Fri Feb 13, 2009 4:55 am

Over the past several weeks, I've had a problem on my network. A wireless link connects a site that holds my Dude server to a central site. Looks about like this:

Dude--Cisco3550--bridge1--bridge2--Cisco1841--Mikrotik493AH FW-->RouterOS/PC BGP GW

As I've turned up more monitoring... SNMP for most devices, some OIDs in the appearances, built a number of charts that pull from existing data sources, etc.... I've found that traffic in one direction (outbound as seen from the dude) has slowed to a crawl. On a link that has solid 15mbps performance, The Dude is somehow killing 10mbps or more!!

Turn on The Dude, I get (based on above diagram)
<<<<----- 15mbps from internet to The Dude
----->>>> 3-5mbps from The Dude to the internet

Turn off The Dude, it's steady 15 in either direction. No indications that bandwidth is clogged up (neither in The Dude's graphs nor on the router interfaces themselves). No device shows more than 6mbps in either direction sustained.

Pings, CPU utilization on maybe 40 Mikrotik devices. Graphing bandwidth utilization via SNMP from about 8 Cisco devices and a couple of Mikrotik devices. A fair amount of stuff, but not obscene... 30 second intervals on most polls not helping anything...
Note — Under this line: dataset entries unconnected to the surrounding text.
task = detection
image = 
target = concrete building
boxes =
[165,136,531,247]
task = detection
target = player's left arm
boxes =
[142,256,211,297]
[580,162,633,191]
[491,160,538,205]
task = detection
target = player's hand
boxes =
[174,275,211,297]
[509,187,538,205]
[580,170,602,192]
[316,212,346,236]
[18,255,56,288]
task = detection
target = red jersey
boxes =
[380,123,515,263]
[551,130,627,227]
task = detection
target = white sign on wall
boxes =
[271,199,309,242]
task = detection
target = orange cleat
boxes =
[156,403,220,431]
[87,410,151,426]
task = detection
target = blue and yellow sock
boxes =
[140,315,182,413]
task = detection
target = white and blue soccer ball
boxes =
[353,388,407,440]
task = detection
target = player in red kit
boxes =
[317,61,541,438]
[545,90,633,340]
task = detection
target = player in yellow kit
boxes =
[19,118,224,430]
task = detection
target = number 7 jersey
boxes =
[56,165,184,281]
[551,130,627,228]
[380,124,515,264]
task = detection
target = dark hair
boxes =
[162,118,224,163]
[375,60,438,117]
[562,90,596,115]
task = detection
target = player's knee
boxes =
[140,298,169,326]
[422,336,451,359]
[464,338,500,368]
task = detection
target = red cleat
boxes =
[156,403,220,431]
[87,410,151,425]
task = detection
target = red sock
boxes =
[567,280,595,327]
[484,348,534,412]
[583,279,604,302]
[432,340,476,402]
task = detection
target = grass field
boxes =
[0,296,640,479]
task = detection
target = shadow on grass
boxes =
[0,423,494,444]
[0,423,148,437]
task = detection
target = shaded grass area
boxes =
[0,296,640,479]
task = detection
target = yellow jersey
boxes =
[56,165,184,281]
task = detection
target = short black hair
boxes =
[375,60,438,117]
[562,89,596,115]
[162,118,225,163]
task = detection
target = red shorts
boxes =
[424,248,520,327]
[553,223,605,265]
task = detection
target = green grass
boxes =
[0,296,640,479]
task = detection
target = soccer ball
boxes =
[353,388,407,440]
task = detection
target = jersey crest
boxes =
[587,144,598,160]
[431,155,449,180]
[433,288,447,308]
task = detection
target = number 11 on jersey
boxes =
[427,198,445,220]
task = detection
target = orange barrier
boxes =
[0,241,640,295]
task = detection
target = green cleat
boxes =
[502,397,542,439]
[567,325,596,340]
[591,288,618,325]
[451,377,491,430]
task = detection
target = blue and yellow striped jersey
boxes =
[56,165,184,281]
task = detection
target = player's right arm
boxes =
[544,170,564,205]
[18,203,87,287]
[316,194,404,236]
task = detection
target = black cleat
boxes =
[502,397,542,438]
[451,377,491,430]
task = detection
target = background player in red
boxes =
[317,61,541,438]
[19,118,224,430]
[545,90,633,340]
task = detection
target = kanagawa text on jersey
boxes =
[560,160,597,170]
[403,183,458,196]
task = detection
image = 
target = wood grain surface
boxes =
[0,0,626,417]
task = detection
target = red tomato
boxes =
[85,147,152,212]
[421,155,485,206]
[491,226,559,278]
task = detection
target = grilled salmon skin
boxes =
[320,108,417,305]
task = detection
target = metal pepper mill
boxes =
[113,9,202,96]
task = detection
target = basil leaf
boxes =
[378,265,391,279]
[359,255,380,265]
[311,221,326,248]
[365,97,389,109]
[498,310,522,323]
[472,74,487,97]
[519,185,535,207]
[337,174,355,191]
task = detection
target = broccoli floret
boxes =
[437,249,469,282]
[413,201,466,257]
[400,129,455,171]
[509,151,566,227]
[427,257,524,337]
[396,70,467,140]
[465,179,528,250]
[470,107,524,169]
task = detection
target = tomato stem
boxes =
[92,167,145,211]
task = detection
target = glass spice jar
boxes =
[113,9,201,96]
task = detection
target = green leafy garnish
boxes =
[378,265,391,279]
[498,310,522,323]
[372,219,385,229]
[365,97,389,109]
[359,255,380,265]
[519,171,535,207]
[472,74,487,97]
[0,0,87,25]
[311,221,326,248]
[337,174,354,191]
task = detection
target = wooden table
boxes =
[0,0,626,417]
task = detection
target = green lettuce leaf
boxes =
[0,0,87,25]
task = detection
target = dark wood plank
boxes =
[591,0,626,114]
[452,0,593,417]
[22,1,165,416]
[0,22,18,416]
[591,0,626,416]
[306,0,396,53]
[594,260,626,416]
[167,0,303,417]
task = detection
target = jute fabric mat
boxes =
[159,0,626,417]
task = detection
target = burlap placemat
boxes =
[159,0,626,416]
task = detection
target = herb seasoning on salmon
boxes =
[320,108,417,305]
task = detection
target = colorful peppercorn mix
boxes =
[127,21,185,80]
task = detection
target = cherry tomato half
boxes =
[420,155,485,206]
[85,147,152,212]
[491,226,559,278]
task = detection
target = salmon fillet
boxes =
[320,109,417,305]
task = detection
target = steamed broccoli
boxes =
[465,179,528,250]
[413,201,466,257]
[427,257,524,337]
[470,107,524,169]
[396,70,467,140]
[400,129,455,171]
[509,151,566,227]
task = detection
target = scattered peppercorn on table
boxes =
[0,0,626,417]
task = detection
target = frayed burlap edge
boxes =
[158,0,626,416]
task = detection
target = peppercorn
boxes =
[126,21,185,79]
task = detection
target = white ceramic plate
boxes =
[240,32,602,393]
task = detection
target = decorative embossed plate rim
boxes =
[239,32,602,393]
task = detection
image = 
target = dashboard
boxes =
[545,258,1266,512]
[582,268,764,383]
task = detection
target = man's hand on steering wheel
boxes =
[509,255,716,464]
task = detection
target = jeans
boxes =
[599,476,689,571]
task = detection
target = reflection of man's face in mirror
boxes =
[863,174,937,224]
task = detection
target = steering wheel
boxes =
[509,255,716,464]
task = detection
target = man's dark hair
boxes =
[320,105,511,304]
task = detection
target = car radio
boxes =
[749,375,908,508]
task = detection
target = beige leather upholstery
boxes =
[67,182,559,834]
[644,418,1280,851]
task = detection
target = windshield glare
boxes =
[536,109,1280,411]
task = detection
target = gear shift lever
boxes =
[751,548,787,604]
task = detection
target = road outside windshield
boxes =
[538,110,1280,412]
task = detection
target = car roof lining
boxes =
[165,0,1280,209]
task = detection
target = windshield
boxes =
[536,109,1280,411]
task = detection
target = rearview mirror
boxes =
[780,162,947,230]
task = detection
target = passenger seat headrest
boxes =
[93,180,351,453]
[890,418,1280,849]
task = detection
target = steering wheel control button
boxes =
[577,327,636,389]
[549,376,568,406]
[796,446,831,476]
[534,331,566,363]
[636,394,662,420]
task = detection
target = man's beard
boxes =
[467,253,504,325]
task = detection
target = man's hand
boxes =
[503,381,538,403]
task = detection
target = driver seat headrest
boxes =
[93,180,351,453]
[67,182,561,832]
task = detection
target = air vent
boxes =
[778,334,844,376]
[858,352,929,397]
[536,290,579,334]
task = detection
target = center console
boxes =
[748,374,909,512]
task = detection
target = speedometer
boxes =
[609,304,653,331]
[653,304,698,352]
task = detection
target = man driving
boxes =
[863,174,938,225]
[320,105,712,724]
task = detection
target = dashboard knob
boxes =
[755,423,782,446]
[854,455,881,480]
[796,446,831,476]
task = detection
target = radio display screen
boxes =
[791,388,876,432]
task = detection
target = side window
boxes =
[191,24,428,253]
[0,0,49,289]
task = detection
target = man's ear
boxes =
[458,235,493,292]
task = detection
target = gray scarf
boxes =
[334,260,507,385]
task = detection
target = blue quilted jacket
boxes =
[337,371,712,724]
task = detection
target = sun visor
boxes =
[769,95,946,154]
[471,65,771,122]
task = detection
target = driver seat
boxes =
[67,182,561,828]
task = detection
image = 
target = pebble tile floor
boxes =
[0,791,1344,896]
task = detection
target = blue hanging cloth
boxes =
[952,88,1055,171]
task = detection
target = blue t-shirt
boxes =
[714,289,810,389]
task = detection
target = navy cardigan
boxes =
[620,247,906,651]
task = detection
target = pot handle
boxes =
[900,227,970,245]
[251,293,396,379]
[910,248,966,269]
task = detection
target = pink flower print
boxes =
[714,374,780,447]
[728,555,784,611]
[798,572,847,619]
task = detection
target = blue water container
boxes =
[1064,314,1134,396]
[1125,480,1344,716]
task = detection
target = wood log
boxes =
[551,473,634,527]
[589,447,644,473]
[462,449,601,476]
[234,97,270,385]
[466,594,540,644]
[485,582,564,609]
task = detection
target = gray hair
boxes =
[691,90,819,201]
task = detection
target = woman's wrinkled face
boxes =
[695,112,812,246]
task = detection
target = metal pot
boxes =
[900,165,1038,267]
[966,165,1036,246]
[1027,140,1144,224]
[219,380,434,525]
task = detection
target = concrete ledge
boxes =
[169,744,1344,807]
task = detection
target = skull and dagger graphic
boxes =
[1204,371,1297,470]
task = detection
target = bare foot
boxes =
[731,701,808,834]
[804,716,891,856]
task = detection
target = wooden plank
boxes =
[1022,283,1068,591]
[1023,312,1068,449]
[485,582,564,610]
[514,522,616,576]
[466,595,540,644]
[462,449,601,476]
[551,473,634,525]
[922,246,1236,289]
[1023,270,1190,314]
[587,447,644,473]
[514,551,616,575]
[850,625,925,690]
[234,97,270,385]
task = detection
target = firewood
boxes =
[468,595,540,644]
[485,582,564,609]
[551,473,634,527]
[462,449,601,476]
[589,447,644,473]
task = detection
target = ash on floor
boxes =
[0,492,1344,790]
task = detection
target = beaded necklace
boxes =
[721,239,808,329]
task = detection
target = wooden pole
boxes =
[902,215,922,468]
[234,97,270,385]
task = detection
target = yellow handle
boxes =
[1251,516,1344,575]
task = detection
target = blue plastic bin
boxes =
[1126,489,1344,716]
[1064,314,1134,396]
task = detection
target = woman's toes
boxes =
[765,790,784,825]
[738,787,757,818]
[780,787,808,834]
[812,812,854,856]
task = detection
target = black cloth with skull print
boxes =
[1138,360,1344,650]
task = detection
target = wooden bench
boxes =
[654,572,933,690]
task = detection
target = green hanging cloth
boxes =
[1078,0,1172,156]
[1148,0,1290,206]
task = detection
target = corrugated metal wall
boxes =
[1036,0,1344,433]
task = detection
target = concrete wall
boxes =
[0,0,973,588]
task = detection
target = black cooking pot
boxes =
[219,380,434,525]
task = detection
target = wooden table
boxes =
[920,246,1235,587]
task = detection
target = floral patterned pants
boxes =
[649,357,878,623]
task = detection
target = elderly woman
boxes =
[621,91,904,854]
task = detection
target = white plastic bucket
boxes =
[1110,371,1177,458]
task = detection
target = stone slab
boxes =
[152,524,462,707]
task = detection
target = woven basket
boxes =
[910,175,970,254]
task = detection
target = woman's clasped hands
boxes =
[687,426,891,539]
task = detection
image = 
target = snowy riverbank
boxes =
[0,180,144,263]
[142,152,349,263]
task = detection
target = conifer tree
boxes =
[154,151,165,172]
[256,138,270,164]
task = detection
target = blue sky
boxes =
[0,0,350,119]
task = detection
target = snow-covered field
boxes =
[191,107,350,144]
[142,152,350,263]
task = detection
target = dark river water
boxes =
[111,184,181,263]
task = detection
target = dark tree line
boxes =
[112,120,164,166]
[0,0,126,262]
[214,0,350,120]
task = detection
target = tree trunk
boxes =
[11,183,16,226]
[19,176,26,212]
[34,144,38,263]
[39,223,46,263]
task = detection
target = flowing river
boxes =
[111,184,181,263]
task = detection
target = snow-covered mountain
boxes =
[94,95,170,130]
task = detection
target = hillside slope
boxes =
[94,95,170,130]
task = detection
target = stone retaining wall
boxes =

All traffic on the network ends up going thru that Cisco 1841 and the 493 firewall, so I haven't been able to identify which is at fault. Traffic from other locations (going across other wireless links than the one pictured above) also affected, so the problem really seems to be either the 1841 or the 493, but I haven't been able to isolate which.

Anyone seen a problem like this? It's as if the 1841 or the 493 is getting overloaded, but in what way? Not bandwidth, processor never exceeds 20% on either, plenty or memory on both devices... Cannot find any significant evidence of errors of any sort!

Throughout numerous Dude upgrades, major map rebuilding, and such, I've had serious concerns about data corruption... things disappear, charts are virtually unusable... devices have been deleted, added, deleted, added again... Is it possible that the Dude is just sending out a bunch of corrupted packets or something? I cannot imagine that it's overloading the packets/second cabability of either 1841 or the 493, but that's the best thought I have.

Seems like the problem started right around the time I upgraded from 3.0rc3 to 3.1, though its difficult to say for sure.

I'm going to do several things to try to address the problem... Move dude to the central site (make bandwidth utilization more efficient), cut polling times back to 5 minutes, cut back on some of the SNMP monitoring, eliminate CPU monitoring, maybe kill some charts.... Hate to do it, but I think I'm also going to start from scratch, completely rebuild from a fresh new copy.

I'd really like to know where my network goes when the Dude is running, though... Cannot explain the missing 10mbps!!